Executar em alta velocidade costuma ser mais habitual para os atores digitais. A comercialização de tecnologias verdes normalmente requer investimentos significativos em ativos físicos, o que não é necessário para o desenvolvimento de software ou a engenharia digital. Ainda assim, os criadores de negócios verdes podem aprender lições com escaladas digitais bem-sucedidas.
Executar as ações que apresentamos neste artigo em velocidade digital exige tanto a mentalidade certa como as capacidades certas. As empresas podem ponderar algumas abordagens:
- Reduzir os custos e o carbono em alta velocidade requer, em primeiro lugar, uma análise honesta da trajetória das atividades atuais de redução de emissões em comparação com a trajetória necessária para atender às demandas dos clientes ou cumprir os compromissos com o carbono zero. As empresas podem, então, agir com urgência para colaborar com fornecedores e parceiros capazes de ajudar a empresa a atingir suas metas de custos e de carbono.
- Atuar com rapidez na formação de parcerias para ganhar participação de mercado significa, antes de tudo, realizar as discussões certas no nível executivo com possíveis parceiros logo nos estágios iniciais da criação de negócios. Esses diálogos preliminares oferecem a oportunidade de dar forma à proposta de valor antes de todos os parâmetros do lado do produto terem sido fixados.
- A velocidade de rotação do portfólio depende, é claro, da disponibilidade de compradores e vendedores e de visões convergentes a respeito dos valuations. Dito isto, os atores com uma estratégia de portfólio bem fundamentada e com capacidades de fusões e aquisições em série provavelmente acharão mais fácil executar a um bom ritmo. Para eles, as tomadas de decisões relacionadas a cada negócio podem se concentrar nas especificidades da transação em questão, e não em um debate abrangente sobre se é proveitoso sair ou entrar em um determinado negócio ou sobre qual é o real potencial de mercado desse negócio.
- Por nossa experiência, as empresas que criaram e escalaram negócios verdes com sucesso – e rapidamente – tendem a tomar uma série de medidas essenciais. Elas lideram com ambição revolucionária, conquistam demanda cativa antes de escalar e, muitas vezes, desenvolvem capacidade com escalada paralela.13 No caso das startups digitais, a dinâmica de financiamento costuma obrigar os líderes a questionar os pressupostos convencionais sobre a rapidez com que um projeto de investimento pode ser planejado, projetado e executado, ou sobre a rapidez com que um novo conceito pode ser transformado em um produto disponível para os clientes. Os criadores de negócios verdes, sejam startups, sejam empresas tradicionais, podem começar com essa mentalidade.

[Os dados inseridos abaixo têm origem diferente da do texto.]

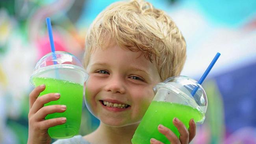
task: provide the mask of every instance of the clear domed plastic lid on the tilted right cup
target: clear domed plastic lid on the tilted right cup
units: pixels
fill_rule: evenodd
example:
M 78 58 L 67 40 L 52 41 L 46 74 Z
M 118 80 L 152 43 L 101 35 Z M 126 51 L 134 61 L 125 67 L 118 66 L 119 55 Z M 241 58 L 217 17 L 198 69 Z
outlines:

Apesar da incerteza econômica, há oportunidades para as empresas atuarem ofensivamente e acelerarem a geração de valor na transição para o carbono zero. A criação de um conjunto de movimentos estratégicos agora pode preparar os pioneiros para reduções de custos e de carbono, prêmios verdes, posições de mercado fortes e novas capacidades. Os atores que optarem por desacelerar podem ficar para trás.